The 30-year mortgage rate fell to 3.79%, the fourth straight week of declines, according to Freddie Mac. A year ago, the rate averaged 3.66%.
The rate on a 15-year fixed mortgage also dropped to 3.07%.
On Wednesday, following weeks of volatility on Wall Street and global markets, the central bank left the benchmark rate unchanged. The rate-setting committee will meet again in March.
While the central bank doesn’t control mortgage rates, a higher Federal Funds rate makes it more expensive for banks to borrow money, which can ultimately be passed on to consumers taking out loans.
Lower interest rates are good news for homebuyers looking to get into the market. “This is one of the remarkable positive influences we are seeing being exerted in the housing market right now,” said Hamrick.
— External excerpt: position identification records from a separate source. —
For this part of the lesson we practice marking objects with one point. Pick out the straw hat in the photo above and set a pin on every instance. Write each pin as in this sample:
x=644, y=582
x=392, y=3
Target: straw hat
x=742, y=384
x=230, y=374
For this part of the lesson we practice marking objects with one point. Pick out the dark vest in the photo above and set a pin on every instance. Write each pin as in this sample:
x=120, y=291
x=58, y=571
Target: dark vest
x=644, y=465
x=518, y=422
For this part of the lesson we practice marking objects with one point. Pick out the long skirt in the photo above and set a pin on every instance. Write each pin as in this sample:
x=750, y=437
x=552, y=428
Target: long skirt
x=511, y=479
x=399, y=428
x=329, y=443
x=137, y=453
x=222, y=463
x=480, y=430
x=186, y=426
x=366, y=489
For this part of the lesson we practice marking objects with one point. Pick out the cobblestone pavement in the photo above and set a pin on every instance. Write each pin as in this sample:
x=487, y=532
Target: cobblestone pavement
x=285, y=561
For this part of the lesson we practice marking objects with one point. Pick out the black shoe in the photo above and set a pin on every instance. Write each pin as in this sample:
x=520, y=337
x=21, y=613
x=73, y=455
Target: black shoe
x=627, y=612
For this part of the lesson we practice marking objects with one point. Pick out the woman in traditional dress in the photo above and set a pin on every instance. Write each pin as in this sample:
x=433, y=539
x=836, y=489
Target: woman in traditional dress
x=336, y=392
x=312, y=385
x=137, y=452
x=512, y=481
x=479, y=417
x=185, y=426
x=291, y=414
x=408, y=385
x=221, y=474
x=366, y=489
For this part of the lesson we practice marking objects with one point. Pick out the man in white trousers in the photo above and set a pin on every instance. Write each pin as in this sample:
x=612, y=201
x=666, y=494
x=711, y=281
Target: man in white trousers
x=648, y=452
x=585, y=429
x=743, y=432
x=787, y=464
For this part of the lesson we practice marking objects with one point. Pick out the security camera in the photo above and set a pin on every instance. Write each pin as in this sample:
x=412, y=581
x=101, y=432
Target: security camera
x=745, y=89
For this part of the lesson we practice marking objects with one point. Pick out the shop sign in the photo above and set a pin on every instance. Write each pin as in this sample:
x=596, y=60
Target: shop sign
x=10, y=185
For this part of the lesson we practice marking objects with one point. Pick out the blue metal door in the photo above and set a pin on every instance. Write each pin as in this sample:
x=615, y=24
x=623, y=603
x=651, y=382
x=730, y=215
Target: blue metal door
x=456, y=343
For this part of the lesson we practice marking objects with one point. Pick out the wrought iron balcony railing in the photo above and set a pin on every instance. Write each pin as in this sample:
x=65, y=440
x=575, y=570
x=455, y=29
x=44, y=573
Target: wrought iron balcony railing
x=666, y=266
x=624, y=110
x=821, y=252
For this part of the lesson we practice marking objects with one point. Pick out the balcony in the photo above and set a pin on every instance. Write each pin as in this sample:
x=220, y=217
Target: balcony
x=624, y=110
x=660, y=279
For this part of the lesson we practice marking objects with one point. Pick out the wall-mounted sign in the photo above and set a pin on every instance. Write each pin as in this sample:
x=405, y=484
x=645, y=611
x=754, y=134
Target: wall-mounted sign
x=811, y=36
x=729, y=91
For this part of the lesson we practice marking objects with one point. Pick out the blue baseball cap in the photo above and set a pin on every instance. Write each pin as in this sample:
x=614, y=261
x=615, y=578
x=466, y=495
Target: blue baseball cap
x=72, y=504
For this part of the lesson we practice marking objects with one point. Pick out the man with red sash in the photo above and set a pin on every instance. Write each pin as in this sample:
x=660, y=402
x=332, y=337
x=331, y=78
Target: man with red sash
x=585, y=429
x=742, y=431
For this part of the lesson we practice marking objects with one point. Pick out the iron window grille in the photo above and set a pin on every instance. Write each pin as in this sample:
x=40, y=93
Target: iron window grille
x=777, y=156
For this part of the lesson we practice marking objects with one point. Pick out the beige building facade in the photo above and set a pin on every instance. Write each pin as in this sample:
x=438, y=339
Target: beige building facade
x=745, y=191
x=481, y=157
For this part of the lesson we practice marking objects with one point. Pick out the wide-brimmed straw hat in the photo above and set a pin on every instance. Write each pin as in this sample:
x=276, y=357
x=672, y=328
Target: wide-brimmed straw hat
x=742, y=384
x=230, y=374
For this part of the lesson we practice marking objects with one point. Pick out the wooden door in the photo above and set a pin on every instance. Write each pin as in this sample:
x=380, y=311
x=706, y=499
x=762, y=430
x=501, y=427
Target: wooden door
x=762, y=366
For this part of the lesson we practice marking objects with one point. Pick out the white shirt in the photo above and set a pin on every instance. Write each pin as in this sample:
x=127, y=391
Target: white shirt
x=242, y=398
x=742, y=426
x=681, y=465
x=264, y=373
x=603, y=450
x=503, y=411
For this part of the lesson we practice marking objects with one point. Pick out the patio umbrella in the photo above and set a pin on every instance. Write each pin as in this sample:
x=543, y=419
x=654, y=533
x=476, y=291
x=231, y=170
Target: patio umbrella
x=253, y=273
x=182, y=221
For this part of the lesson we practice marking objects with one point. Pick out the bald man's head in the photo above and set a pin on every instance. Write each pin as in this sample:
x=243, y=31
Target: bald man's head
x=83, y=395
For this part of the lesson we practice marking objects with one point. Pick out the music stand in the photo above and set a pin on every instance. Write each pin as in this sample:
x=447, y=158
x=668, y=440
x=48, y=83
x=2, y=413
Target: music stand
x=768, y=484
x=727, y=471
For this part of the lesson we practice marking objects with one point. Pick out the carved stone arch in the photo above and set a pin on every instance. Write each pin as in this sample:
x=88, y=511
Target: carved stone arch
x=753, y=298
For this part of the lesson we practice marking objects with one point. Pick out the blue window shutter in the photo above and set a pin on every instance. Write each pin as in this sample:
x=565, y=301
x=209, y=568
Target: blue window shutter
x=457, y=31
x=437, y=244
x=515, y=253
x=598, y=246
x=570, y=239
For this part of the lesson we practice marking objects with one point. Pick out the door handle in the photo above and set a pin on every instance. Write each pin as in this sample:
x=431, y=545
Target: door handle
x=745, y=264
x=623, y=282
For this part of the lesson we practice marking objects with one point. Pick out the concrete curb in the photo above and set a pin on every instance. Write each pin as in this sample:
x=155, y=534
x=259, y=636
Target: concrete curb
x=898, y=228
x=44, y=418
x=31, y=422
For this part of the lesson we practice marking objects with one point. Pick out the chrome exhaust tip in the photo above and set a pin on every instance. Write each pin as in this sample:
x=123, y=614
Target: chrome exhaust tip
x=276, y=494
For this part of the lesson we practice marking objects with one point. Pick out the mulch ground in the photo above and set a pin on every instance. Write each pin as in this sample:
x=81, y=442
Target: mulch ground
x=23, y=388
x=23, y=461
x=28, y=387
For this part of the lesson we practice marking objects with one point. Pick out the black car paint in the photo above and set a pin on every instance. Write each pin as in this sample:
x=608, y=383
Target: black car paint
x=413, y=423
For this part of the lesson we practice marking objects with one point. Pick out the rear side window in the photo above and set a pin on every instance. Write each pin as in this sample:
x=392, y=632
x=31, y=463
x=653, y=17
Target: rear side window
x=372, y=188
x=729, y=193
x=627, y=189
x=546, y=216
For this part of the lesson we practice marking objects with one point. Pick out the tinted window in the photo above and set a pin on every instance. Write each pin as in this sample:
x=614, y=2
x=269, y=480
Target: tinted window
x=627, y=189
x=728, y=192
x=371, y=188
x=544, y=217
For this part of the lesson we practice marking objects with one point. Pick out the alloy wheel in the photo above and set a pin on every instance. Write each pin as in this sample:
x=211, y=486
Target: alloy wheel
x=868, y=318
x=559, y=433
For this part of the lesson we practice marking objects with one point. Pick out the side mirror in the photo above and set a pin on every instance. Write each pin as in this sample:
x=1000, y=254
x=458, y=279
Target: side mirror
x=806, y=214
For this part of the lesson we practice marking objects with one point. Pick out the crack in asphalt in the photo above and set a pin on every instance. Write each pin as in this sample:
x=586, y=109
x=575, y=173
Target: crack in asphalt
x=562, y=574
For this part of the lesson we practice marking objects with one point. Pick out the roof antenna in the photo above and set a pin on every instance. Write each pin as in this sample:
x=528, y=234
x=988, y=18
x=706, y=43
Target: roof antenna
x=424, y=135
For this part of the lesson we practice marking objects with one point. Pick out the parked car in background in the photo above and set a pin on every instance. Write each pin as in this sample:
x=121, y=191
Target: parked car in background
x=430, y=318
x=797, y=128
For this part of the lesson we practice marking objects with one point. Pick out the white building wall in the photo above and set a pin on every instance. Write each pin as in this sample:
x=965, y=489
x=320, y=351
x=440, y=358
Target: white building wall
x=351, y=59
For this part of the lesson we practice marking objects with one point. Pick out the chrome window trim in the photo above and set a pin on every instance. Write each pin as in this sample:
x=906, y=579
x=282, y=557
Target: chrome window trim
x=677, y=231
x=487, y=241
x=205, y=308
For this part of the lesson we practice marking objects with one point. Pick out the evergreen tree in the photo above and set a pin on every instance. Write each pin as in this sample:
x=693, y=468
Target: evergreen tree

But tight inventory has helped push home prices higher, creating an affordability problem in many markets throughout the country.
In response to the lower rates, mortgage applications ticked up 8.8% last week.
While lower rates help both buyers and sellers, it’s unclear how long they will last.
“The future direction of rates remains to be seen, and will be based on the health of the economy,” said Hamrick.